Boy’s paper route draws neighbor’s call, brush with police
Uriah Sharp begged his mother to buy him some new wrestling action figures, but Brandie Sharp figured it was a good time for the 12-year-old to learn the value of a dollar by earning a few himself.
So she called the local newspaper office and requested a route. She planned to sit in her car and read while her two sons — the older one is 17 — dropped advertising circulars on neighbors’ doorsteps.
But when the police cruiser pulled up shortly after they started in Upper Arlington, Ohio, last week, she realized her 12-year-old black son was about to get a different kind of lesson. Uriah, it turns out, had gotten some of the addresses wrong. Upper Arlington has a strong anti-solicitation ordinance, and the Sharps had been warned against putting their deliveries on the steps of people who didn’t want them. The 12-year-old was trying to fix his mistake.
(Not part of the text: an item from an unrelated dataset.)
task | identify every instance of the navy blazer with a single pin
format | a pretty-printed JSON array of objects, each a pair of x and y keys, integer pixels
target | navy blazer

But a woman at a park across the street saw the child walk up to a house empty-handed, pick up something and leave, said Officer Bryan McKean, a spokesman for the Upper Arlington Police Department. “I mean, I don’t want to say something was going on, but it just . . . seemed kind of suspicious,” the caller told a dispatcher on the nonemergency line.
None of the Sharps were charged with a crime.
Still, as Sharp noted in a post on Facebook that night: “Sad I cant even teach my son the value of working without someone whispering and looking at us out the side of their eye perhaps because we DON’T ‘look like a person that belongs in their neighborhood.’ ”
African-Americans engaged in benign activities have long been viewed through criminal-tinted glasses by neighbors, shopkeepers or people just passing by. Black people have had the authorities sicced on them while going to the gym, waiting for the school bus and couponing. Many of the incidents are held up as examples of insidious, everyday racism or #Livingwhileblack.
Sharp said she worries that her son’s next interaction with suspicious neighbors could result in something much worse than hurt feelings.